Commentary

Comment on today’s 0.25% interest rate rise from the Bank of England

23 Mar 2023

Commenting on today’s 0.25% interest rate rise from the Bank of England, Chris Arcari, Head of Capital Markets, Hymans Robertson says:

“Yesterday’s upside inflation surprise, alongside an economy that has shown surprising resilience recently, will have emboldened the Bank of England to raise rates 0.25% p.a. today, to 4.25% p.a.  February’s inflation figures revealed headline inflation rose to 10.4% year-on-year while core inflation, which excludes volatile energy and food prices, rose to 6.2% year-on-year.
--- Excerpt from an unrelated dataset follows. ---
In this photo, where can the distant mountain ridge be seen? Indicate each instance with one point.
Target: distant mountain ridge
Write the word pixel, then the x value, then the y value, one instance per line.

Market expectations of interest rates have fallen sharply recently on the back of concerns around the banking sector on both sides of the Atlantic, but markets were still pricing a more than even chance of a 0.25% p.a. rise.

“While most forecasts expect inflation to decline reasonably sharply this year, notwithstanding yesterday’s upside surprise and the likely tightening in bank credit standards following weakness in the sector, may mean central bank’s will have less of the leg work to do, there are still ample reasons for the BoE to have raised rates. A tight labour market, which is seeing year-on-year wage growth of 6.5%, is maintaining pressure on core services inflation, which in turn is keeping central bankers nervous of the possibility that a self-fulfilling wage-price spiral takes hold. Furthermore, central banks have sufficient tools to provide liquidity to the financial system to ensure financial stability, whilst still raising interest rates to rein in excess demand.

"However, markets suggest the BoE are close to the end of their tightening cycle, which does not seem unreasonable.”